Le regocijaba haber usado parte del dinero que le había dado el patético padre de Ashley para reponer el ordenador que había destrozado Murphy. Y ahora se aplicaba a fondo en una serie de trucos electrónicos que iban a crear problemas importantes a aquellos cretinos.

Lo primero era un anónimo a Hacienda denunciando que Sally exigía el pago de sus honorarios mitad en cheque y mitad en negro. «Lo que más odian los inspectores de Hacienda —pensó— es que alguien intente esconder ingresos sustanciosos.» Se mostrarían implacables cuando revisaran su contabilidad.

Esto le hizo reír.

Lo segundo era otro anónimo a las oficinas de Nueva Inglaterra de la Agencia Federal Antidroga alegando que Catherine cultivaba grandes cantidades de marihuana en su granja, en un invernadero oculto dentro del granero. Esperaba que eso fuera suficiente para que un juez expidiera una orden de registro. Y aunque no encontraran nada, como en el fondo sabía que ocurriría, sospechaba que la nerviosa mano de la DEA estropearía sus preciosas antigüedades y recuerdos. Pudo imaginar la casa hecha un estropicio.

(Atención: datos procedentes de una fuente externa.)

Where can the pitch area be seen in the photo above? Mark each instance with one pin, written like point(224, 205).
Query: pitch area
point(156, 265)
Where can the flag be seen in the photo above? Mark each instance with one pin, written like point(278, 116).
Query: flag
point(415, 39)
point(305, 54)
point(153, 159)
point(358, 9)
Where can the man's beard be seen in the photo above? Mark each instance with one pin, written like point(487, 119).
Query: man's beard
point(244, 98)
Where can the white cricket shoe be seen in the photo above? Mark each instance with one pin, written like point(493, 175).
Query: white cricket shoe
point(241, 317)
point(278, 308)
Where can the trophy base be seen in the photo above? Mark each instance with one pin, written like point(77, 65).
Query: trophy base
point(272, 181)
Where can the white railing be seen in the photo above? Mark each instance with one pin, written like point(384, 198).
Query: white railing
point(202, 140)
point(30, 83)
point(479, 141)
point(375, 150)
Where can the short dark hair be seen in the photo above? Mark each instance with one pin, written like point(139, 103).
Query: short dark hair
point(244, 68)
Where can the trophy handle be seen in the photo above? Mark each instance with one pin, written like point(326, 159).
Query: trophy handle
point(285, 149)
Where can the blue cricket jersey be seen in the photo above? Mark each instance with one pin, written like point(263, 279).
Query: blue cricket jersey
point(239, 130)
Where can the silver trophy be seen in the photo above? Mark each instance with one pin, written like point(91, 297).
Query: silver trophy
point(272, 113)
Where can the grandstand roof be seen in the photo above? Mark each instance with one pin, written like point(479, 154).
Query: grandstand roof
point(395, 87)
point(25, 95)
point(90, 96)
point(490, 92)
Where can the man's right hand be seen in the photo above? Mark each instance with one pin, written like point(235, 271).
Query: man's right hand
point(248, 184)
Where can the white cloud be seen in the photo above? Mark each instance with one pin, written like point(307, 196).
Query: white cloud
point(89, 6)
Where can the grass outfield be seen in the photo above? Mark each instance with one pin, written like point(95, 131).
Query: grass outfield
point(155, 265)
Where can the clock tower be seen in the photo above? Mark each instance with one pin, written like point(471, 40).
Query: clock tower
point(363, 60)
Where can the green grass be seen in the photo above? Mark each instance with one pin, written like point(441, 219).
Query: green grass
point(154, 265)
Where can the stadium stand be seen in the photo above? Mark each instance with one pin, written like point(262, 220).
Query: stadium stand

Lo tercero era una sorpresa especial para Scott. Navegando por la red con la clave «Histprof» había descubierto una página web danesa que ofrecía la pornografía más virulenta con niños y preadolescentes en todo tipo de poses. El siguiente paso era conseguir un número falso de tarjeta de crédito y hacer que enviaran una selección de fotografías a casa de Scott. Luego sería muy sencillo darle el soplo a la policía local. De hecho, pensó, tal vez ni siquiera tendría que hacerlo. La policía probablemente recibiría una llamada del servicio de Aduanas, que se mostraba muy celoso con ese tipo de importaciones.